No matter whether you are working the rigs, fracking, or delivering pipe to the ROW for a project with a tight deadline, working through the holidays isn’t all that different from leading soldiers through them. In both worlds, the work doesn’t stop. The deadlines don’t move because it’s Thanksgiving or Christmas. The responsibility doesn’t get lighter just because everyone back home is clinking glasses and watching football. And the people you lead are still human, whether they’re wearing ghillie suites or FRs.
Carrying the Military Into the Oilfield
Over the years, the industry has taught us that it doesn’t matter your position. Drivers, operators, welders, and laborers share a lot of the same grit we saw in the military. They work long hours, shoulder real risk, depend on one another, and do it all while spending long stretches away from home, all without complaining. They push through. They sacrifice.
But just like the soldiers we served with, our employees often carry more than they say out loud.
During the holidays, that weight gets a little heavier.
If there is one thing we’ve learned, it’s that the best leadership doesn’t come from pretending everything is fine, it comes from remembering what it felt like when it wasn’t.

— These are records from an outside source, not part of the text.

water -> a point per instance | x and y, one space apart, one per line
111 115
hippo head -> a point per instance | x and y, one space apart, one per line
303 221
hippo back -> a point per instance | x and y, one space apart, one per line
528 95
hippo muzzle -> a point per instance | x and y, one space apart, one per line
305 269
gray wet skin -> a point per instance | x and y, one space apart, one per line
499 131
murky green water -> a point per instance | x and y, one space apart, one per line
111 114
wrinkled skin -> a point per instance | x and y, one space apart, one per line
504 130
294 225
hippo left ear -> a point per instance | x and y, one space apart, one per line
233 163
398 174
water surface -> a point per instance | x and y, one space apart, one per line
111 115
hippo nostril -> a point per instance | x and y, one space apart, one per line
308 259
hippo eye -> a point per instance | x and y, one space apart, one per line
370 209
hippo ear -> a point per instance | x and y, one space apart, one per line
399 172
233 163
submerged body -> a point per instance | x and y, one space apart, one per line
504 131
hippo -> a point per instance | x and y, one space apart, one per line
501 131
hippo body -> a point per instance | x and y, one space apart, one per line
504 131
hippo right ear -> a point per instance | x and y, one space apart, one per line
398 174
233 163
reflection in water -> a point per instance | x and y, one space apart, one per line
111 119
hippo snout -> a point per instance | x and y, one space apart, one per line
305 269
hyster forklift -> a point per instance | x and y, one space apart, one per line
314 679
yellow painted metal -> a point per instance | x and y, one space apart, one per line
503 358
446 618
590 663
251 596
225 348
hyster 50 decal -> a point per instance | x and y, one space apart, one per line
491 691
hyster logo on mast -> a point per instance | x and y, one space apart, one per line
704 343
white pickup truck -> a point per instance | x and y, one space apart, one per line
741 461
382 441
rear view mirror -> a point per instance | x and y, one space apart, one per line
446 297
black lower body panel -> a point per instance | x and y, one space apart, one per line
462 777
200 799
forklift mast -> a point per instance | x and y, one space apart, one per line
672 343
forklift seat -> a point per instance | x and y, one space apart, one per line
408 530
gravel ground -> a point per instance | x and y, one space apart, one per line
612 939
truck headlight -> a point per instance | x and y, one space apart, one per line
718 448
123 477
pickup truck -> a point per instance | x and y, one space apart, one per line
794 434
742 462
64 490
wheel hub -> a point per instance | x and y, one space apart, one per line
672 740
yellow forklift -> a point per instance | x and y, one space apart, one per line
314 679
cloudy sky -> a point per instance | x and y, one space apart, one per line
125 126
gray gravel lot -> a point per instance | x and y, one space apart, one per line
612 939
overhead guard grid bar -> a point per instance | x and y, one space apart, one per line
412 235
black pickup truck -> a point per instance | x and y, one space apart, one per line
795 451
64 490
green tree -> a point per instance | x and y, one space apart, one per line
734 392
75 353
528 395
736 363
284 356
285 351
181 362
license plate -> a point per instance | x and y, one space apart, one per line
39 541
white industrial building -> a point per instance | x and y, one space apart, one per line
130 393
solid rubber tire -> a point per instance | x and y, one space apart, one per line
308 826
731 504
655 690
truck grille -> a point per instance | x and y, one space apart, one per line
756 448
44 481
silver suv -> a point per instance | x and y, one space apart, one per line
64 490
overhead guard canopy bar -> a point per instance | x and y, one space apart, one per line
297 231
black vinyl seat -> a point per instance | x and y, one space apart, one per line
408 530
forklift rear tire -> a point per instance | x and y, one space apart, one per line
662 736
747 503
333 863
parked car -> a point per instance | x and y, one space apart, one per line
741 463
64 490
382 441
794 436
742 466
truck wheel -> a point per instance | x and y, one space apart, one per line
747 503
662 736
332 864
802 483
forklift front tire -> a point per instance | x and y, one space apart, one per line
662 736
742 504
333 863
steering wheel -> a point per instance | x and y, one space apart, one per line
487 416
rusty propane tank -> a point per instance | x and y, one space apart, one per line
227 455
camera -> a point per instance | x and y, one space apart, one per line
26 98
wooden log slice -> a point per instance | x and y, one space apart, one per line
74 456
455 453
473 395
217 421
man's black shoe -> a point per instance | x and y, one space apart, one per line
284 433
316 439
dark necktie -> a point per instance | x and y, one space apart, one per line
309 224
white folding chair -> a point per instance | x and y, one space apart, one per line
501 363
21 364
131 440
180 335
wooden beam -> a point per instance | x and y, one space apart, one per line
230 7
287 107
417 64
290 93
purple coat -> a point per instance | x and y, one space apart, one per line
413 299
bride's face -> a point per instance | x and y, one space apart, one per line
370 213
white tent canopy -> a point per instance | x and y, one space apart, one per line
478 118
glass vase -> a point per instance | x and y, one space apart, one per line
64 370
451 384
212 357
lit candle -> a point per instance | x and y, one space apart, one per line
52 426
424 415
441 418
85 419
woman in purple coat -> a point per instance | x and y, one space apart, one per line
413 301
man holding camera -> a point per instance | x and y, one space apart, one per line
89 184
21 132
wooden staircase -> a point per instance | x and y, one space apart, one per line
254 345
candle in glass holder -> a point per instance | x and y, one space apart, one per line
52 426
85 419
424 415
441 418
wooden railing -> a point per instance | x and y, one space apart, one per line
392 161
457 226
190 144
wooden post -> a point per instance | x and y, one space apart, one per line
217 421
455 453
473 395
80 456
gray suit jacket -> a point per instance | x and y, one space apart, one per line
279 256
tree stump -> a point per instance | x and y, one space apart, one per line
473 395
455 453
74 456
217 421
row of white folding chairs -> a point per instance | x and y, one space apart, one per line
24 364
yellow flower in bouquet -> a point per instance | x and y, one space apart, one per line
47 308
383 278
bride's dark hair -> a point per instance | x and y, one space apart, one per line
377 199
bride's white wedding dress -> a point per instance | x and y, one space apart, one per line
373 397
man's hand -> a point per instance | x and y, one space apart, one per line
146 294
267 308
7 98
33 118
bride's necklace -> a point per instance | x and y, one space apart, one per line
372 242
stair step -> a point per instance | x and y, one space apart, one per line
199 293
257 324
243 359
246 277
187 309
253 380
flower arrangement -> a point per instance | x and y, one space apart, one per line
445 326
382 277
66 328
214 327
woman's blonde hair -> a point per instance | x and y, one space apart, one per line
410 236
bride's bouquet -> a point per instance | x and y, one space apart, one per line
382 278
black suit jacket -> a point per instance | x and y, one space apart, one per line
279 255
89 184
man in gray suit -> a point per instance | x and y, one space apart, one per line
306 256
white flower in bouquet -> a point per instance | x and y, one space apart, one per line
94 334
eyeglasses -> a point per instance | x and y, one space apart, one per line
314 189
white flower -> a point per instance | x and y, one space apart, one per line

The Quiet Struggles We All Ignore
In the military, we were trained to muscle through the hard days. There’s pride in that, but there’s also a danger. People start believing the only acceptable answer is “I’m good,” even when they’re not.
The oilfield is no different.
During the holidays, here’s what often shows up:
- Guys going quieter than usual
- Shorter tempers
- More mistakes
- Trouble sleeping
- Losing interest in things they normally enjoy
- Missing home more than they’ll admit
These aren’t weaknesses. These are human reactions to separation and stress.
And we know this because we’ve lived it.
Leadership the Way It Was Taught to Us
The best leaders we ever had weren’t the loudest or the toughest. They were the ones who paid attention…. who noticed when we were struggling…… even when I didn’t say a word. They checked in with intention, not obligation. They understood that a strong team is built on connection, not pressure.
When we moved into the energy industry, we brought those lessons with us.
Here’s what we try to do, especially during the holiday season:
- Check in like it matters… because it does.
- Not just “You good?” but “How are you holding up being away from home this time of year?” That simple difference opens doors.
- Build community on site.
- Even small things, a shared meal, a little holiday gathering, music in the break trailer, they matter. They remind us we’re not alone out here.
- Encourage guys to call home.
- And we make room for it. A 10-minute phone call with their kid or spouse makes them safer, more focused, and more grounded.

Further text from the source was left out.